Urgent Call for Action: Safeguarding Spain’s National Health System
The evident inefficiencies of our National Health System (SNS) have jeopardized one of the vital pillars for social cohesion and the welfare state, dragging patients and professionals.
More than four million people on waiting lists, primary care collapsed, a system overwhelmed by the pandemic and a society that looks expectantly towards this ruling class far removed, at times, from the pain of the street.
At this hour, what more legitimate concern could our politicians have than the best possible healthcare?
The light has changed in this post-electoral scenario, in which the tension has swept away all paths of consensus and time seems to have stopped. It is a luxury that we cannot afford.
The problem is no longer what is happening, which is also happening, but what awaits us around the corner.
With the largest generation in history knocking on the doors of retirement, the challenge of chronic patients in Spain has just loomed – the current 20 million patients, to whose care three quarters of the health resources are allocated, represent already 80% of visits to the GP-.
And while the peak of the population pyramid gains weight, the base falls from our hands. Stopping the brain drain is another of the great challenges: we need to retain our professionals, who are so magnificently educated.
So much so that we run the risk of becoming a training center for the rest of Europe -although there are no official data, it is estimated that almost 30,000 Spanish doctors and nurses practice outside the country.
A strategy is urgently needed that grants flexibility and resources to a SNS that should focus on prevention and technology.
The public-private collaboration model, woven for more than 20 years of consensus and which has made Spain an international benchmark, requires attention and repair.
Our memory is so light that some have already forgotten the enormous effort made by private healthcare during the pandemic, thanks to which we were able, together, to face the Covid crisis.
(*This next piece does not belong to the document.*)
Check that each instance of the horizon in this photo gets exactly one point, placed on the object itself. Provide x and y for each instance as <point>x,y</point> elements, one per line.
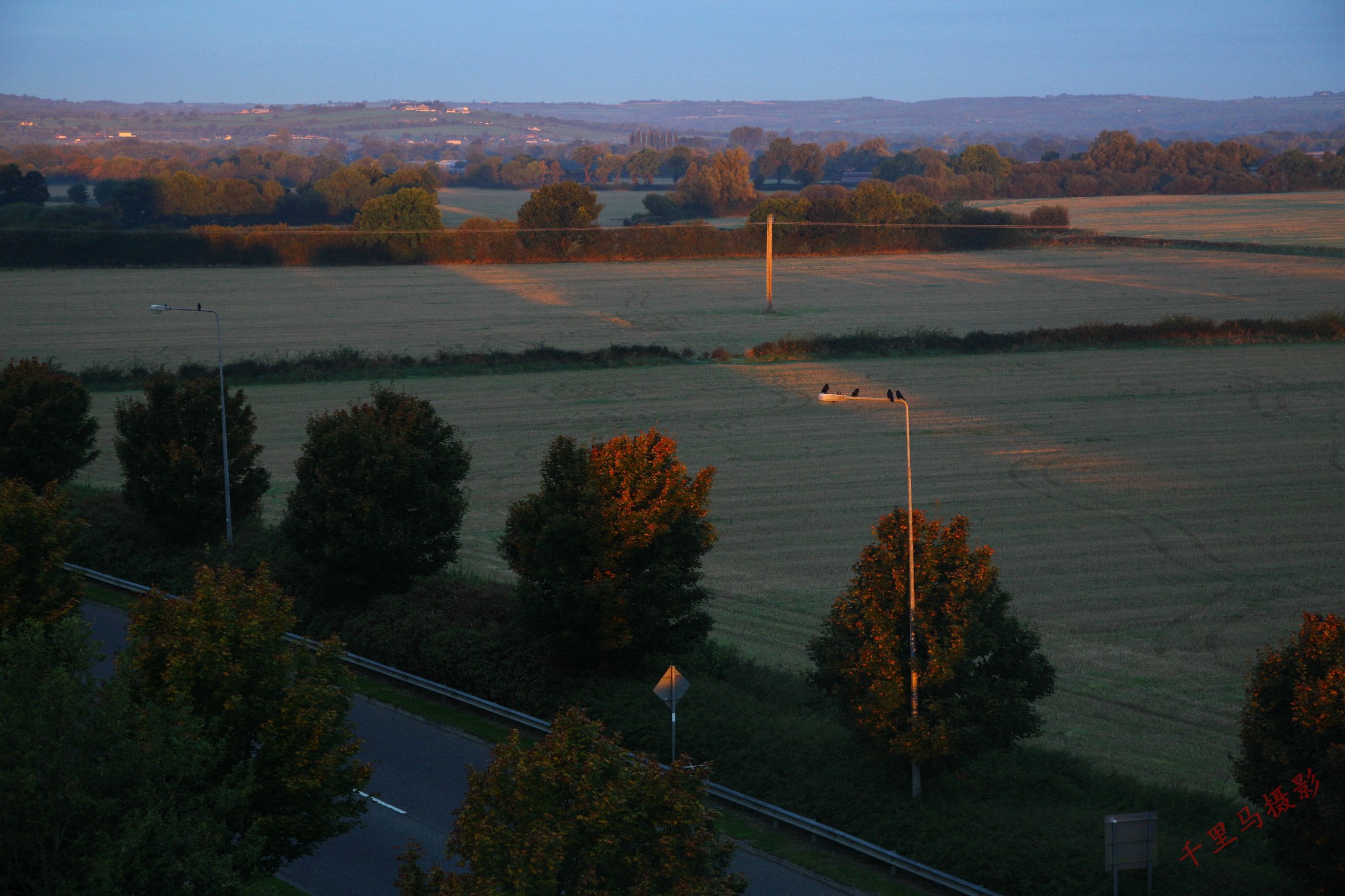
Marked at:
<point>523,51</point>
On the brink of that abyss the big parties managed to find themselves. In recent months we have also heard one another agree on the diagnosis of an exhausted SNS -this was confirmed in one of the last Circle Debates held in May in Madrid, and on the call for a State Pact for the Health. There is no more delay.
It is time to work to reverse the degradation of the system and assume the challenge of shielding free and universal public health from ideological fluctuations. The moment demands vision and responsibility.